MRI showing (a) an intrasellar lesion isointense in T1W and T2W images enhancing homogenously and mildly after contrast material injection and (b) a suprasellar lesion 3 × 3 × 2 cm in diameter with the same intensity in T1W and T2W images which enhanced notably after contrast material injection.
Considering no improvement in his VA, a right pterional craniotomy was performed and a purplish, lobulated, meaty tumor uplifting the chiasm and optic nerves could be excised gross totally. The diaphragm sella and jugum sphenoidale were the areas coagulated and curetted to achieve Simpson I tumor excision followed by remarkable improvement of vision. There has been no recurrence of any of the tumors after 9 y.
DISCUSSION
Coexisting PA and suprasellar meningioma are a rare occurrence.
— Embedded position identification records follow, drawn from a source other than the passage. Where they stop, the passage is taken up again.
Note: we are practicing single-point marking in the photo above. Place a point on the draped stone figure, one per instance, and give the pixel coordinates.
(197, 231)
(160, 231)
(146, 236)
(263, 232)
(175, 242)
Our search in PubMed and Google Scholar and handhold identification of the references of each article revealed 15 similar cases reported in the available literature including the five supasellar/diaphragmatic cases included in Table 1.
Considering MESH terminology, there have been different descriptions used to define coexistence of more than one tumor; ‘collision tumors’ are those with infiltration of a tumor by another type of tumor while ‘coincidental tumors’ are synchronous tumors of different histogenesis in contiguous or far from each other [7, 9]. We would like to suggest that the coexisting tumors in cases like ours are most probably of coincidental type rather collision tumors and not of the neurocutaneous disorders such as Neurofibromatosis Types I and II.
Several mechanisms have been suggested for triggering development of multiple primary brain tumors of different histology in a single patient, still the etiology remains unknown [2, 7, 9]. Some believed that their immunohisto-chemical analysis showed that concurrent adjacent double tumors occur because of activation of the signaling pathways of receptor tyrosine kinases or, one tumor may secrete a growth factor that initiates growth of another lesion [2, 7, 9]. It is yet to be investigated whether in GH-producing adenoma, might induce arachnoid cap cell transformation to meningioma [8, 9]. The other mechanisms hypothesized for the development of multiple tumors are exposure to the offending biochemical substances, genetic factors, prior trauma and surgery [7, 9].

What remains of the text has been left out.